Она щелкнула светом, быстро перекинула ногу через меня — и вот уже уселась сверху, задорно и победительно, чуть раскачиваясь.
Вместе с ней раскачивался крестик у нее на груди.
Я смотрел почему-то не на нее, а на крестик.
…он раскачивался, и раскачивался, и раскачивался, такой неуместный и нудный…
В какой-то момент я поднял глаза, и вдруг — в этом направленном на ее лицо свете ночника — увидел уже точно, наотмашь, непоправимо: это не ее рот. Рот не ее! Ноздри не ее! Брови перерисовала себе! Не она дышит из нее! Смотрит из нее не она!
Сам от себя этого не ожидая, я с размаху влепил ей ладонью по щеке.
Она скатилась куда-то в цветы.
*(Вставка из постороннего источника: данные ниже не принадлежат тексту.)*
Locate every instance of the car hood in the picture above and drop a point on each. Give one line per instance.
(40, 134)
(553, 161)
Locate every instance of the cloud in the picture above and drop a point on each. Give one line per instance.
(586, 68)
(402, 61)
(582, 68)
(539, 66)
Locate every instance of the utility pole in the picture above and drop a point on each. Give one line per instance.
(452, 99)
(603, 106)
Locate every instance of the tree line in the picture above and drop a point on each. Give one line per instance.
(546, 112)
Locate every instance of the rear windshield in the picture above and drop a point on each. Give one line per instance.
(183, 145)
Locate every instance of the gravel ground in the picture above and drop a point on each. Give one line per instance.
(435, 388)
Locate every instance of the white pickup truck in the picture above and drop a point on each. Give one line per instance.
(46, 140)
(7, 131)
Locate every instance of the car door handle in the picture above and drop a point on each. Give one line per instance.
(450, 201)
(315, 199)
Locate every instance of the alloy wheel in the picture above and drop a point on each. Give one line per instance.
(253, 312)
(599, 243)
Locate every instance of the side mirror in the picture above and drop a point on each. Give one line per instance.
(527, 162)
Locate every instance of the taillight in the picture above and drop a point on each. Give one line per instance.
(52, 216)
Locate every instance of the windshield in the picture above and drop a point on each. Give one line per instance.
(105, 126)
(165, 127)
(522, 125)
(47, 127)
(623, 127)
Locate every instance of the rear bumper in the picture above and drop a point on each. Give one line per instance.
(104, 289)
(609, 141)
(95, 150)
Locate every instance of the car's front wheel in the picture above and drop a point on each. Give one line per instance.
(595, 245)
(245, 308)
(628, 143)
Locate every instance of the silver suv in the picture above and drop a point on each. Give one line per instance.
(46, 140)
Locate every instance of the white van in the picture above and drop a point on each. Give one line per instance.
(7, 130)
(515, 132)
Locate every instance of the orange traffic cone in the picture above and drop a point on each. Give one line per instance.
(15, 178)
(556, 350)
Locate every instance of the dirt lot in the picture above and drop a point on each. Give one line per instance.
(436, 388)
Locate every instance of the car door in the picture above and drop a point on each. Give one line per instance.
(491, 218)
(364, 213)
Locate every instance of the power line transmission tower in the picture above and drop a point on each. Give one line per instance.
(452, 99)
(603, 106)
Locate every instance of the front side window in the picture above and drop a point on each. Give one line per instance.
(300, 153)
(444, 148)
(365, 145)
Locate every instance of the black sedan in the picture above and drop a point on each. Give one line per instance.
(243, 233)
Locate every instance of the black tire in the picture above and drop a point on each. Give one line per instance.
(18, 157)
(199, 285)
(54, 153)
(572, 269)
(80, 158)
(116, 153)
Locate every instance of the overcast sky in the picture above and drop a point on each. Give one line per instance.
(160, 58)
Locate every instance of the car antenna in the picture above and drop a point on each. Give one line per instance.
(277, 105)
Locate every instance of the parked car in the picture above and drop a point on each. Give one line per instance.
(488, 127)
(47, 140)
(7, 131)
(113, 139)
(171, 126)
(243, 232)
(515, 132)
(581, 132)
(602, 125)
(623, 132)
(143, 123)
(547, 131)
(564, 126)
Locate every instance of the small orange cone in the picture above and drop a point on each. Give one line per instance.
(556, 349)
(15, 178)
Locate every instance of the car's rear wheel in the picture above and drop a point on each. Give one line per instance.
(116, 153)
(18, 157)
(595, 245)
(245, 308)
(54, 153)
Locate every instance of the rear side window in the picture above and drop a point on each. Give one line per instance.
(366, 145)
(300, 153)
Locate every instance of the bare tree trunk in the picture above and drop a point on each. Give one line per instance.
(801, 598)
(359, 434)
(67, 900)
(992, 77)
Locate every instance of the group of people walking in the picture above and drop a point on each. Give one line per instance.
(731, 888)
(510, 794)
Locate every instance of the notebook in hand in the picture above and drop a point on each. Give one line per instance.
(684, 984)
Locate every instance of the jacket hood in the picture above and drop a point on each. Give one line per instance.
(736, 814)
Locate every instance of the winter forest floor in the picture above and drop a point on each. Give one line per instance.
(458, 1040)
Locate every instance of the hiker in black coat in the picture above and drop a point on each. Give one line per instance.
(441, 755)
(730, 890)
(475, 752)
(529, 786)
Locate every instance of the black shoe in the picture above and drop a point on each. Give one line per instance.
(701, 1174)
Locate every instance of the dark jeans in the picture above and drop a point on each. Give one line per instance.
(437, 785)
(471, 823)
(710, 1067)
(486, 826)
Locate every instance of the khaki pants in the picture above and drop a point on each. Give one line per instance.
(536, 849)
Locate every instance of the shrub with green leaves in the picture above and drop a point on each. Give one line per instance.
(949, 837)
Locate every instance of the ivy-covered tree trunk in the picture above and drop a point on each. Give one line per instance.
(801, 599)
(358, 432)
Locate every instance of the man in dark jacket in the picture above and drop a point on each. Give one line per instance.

И сначала не поднималась с пола, а только почему-то подбрасывала цветы вверх. Я лежал на кровати и видел, как откуда-то с пола цветы взлетают, а потом снова падают.
Даже не заметил, как она ушла в ванную, — только услышал воду.
Потом она вернулась, включила свет, начала одеваться.
Некоторое время искала свой чулок, потом попросила меня очень спокойно:
— Подвинься, он под тобой.
Чулок был подо мной.
Она вытянула его, уселась на стул и начала старательно натягивать, чуть шевеля пальцами на ноге.
— Прости, это я от испуга, — сказал я тихо, кажется, снова узнавая это ее, вернувшееся из прошлого, невыносимое спокойствие.
— Ты думаешь, я другая. Дурак. Это ты был тогда другой. Но того тебя уже нет. А я все та же.
Она подняла на меня глаза и посмотрела задумчиво и бесслезно.
— Ты смотришь на меня, как мать на дурного, напроказившего сына, — сказал я, из последних сил и всем своим почти уже растраченным существом надеясь на ее возвращение. — Как на сына, да! Я это уже видел в прошлый раз!
— Ерунда, — сказала она, морщась. — Я вообще детей не люблю… Давай второй.
За окном было темно, и опять начинался слабый снег.
Какое-то незнакомое мне, чуждо пахнущее существо, сидело напротив.
Засмеявшись от своей несусветной глупости, я бросил в нее вторым чулком.
Когда мои дни закончатся, не воскрешайте меня: я тут никого не узнаю.